Peneliti Center for Indonesian Policy Studies (CIPS) Mercyta Jorsvinna Glorya menyatakan, moratorium pengiriman pekerja migran menghambat kontribusi remitansi terhadap perekonomian nasional, sehingga moratorium itu layak untuk dievaluasi.
“Remitansi yang dihasilkan para pekerja migran mampu menjalankan roda perekonomian,” kata Mercyta Jorsvinna Glorya di Jakarta, Kamis.
Mercyta mengingatkan, berdasarkan data Bank Dunia, total remitansi pekerja migran Indonesia pada 2016 mencapai 8,9 miliar dolar AS atau sama dengan Rp118 triliun.
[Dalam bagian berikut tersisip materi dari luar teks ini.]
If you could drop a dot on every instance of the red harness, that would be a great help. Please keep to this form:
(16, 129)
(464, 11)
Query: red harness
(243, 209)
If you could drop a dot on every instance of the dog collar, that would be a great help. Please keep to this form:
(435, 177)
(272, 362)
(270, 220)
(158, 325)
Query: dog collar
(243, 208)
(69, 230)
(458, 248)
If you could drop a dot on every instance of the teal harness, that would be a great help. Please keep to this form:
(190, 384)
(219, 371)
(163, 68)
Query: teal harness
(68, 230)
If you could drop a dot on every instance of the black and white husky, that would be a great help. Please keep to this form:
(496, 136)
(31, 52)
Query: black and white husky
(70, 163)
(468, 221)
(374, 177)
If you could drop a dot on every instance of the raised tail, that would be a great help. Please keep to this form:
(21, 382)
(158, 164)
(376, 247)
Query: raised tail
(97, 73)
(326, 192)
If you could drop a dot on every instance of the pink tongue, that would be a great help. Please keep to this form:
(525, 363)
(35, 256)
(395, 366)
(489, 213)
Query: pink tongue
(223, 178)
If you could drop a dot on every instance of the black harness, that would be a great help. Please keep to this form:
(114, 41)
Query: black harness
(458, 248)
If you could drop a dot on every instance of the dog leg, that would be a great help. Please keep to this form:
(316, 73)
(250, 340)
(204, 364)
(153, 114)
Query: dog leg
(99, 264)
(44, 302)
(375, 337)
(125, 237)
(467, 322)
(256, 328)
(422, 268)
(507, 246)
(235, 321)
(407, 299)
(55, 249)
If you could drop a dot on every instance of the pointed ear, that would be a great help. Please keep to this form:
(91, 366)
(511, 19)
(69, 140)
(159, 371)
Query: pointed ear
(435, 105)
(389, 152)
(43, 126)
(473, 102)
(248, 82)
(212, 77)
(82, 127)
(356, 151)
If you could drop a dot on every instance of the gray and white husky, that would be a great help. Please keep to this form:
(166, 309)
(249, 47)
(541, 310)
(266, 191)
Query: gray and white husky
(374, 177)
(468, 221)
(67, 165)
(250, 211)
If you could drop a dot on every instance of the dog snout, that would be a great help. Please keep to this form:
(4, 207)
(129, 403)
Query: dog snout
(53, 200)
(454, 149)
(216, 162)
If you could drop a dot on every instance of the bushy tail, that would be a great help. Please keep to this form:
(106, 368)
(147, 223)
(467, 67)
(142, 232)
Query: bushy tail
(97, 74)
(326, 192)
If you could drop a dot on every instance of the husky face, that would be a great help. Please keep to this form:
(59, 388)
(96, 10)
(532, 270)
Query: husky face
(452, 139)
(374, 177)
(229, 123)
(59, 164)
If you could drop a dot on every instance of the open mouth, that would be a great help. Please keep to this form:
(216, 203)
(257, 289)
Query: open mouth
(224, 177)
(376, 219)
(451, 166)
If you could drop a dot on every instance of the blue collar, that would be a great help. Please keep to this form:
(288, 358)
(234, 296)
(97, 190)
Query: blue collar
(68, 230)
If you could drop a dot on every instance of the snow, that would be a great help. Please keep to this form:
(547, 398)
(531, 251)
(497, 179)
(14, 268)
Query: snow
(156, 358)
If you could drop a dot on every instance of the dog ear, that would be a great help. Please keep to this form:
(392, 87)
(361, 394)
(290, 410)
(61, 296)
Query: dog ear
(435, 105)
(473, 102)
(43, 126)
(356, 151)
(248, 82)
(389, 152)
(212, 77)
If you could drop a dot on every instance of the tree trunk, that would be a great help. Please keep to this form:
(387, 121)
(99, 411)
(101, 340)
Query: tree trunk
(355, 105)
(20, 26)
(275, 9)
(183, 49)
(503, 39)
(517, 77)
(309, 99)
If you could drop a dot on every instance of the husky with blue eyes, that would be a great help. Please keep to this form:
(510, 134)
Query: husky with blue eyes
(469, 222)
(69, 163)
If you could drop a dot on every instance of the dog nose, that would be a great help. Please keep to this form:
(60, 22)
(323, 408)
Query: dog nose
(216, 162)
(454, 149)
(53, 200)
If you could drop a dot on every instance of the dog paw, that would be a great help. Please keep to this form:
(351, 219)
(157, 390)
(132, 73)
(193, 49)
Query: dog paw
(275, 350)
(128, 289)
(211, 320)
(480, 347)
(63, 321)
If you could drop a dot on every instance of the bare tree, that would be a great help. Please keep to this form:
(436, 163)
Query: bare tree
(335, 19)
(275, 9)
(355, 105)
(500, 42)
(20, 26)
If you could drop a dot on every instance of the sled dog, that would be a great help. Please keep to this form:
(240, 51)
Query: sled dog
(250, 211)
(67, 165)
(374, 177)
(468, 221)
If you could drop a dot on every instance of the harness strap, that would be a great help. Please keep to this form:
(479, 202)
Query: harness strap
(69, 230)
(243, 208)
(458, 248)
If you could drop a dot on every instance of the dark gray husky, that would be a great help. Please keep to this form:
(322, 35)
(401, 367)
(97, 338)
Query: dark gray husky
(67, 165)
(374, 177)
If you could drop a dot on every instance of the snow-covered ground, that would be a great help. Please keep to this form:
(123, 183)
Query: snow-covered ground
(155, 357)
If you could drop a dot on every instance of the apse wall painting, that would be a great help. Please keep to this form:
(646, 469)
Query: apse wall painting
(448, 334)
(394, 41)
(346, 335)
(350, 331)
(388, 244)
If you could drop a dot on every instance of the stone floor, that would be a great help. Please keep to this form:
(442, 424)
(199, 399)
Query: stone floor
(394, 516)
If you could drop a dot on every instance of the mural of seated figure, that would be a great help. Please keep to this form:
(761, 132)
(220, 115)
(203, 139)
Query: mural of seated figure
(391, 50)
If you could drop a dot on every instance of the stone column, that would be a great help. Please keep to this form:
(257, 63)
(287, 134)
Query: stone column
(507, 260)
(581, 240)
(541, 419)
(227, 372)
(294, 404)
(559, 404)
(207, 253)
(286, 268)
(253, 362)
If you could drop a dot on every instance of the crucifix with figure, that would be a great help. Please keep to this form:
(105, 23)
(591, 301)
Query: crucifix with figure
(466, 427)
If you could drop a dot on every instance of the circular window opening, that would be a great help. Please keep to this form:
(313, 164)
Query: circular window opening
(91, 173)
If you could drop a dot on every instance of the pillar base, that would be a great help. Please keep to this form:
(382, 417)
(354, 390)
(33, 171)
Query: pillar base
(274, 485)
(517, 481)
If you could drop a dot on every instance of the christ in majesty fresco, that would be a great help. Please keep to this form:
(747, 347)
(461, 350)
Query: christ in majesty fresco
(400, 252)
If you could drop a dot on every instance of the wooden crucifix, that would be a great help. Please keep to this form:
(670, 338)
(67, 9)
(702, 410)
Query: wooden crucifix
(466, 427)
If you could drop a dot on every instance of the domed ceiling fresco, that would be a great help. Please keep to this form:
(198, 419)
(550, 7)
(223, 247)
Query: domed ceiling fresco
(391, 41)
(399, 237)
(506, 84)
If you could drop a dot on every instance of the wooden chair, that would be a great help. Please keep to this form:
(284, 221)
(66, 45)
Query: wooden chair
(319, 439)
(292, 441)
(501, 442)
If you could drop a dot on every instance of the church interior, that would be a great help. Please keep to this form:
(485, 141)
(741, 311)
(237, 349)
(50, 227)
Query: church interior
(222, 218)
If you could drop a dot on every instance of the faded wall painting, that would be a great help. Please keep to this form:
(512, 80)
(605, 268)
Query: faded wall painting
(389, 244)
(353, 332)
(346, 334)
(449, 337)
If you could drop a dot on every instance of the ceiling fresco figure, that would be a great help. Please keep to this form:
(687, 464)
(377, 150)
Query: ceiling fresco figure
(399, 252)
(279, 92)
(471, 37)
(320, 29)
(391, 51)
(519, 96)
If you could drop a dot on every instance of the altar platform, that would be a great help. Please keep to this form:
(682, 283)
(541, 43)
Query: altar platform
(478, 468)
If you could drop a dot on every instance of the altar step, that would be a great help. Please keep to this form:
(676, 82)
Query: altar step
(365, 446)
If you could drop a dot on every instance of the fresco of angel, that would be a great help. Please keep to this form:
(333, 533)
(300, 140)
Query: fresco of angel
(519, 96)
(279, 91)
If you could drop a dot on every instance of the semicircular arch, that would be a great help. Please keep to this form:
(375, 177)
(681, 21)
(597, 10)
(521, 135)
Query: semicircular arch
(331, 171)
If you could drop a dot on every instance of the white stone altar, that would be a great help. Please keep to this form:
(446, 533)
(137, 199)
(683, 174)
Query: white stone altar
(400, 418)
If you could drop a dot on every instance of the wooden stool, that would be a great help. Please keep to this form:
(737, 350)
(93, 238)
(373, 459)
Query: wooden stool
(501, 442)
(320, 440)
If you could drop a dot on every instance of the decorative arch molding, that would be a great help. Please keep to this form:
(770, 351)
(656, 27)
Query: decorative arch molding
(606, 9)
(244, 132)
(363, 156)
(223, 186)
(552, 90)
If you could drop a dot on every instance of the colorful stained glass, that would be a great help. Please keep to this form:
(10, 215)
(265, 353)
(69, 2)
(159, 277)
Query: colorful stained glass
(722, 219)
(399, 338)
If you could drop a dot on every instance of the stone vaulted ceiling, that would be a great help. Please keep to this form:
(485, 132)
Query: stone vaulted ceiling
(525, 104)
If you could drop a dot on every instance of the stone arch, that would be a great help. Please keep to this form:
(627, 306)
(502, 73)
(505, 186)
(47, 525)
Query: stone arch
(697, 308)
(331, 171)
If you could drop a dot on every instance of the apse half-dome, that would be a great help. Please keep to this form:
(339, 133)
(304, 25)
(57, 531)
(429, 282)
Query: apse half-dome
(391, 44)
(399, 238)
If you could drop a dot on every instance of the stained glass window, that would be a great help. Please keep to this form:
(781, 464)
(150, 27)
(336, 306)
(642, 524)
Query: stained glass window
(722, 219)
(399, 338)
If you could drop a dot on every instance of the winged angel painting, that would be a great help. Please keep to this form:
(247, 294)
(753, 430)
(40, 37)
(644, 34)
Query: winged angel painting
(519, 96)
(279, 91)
Jumlah tersebut, lanjutnya, setara dengan 1 persen dari Produk Domestik Bruto (PDB) Indonesia. Melihat potensi ini, ia menilai pemerintah sebaiknya mengevaluasi pemberlakuan moratorium.
Hal itu, ujar dia, karena remitansi yang dikirim ke desa-desa berdampak signifikan bagi pertumbuhan inklusif dan memberikan kesempatan bagi desa tersebut untuk berkembang.
“Remitansi dari pekerja migran ini mampu menopang kebutuhan hidup masyarakat pra sejahtera yang tersebar di banyak wilayah di Indonesia. Uang remitansi digunakan untuk konsumsi rumah tangga, pendidikan, wirusaha dan juga untuk biaya kesehatan,” jelas Mercyta.
Menurut dia, pemberlakuan moratorium pengiriman pekerja migran ke 19 negara Timur Tengah yang diberlakukan sejak 2015 mengakibatkan kerugian besar dari sisi ekonomi.
Mercyta juga berpendapat bahwa dengan diberlakukannya kebijakan ini maka sama saja akan mendorong para calon pekerja migran untuk menempuh cara ilegal.
Hal ini dinilai akan membuat mereka rawan menjadi korban perdagangan manusia atau berbagai bentuk kejahatan lainnya.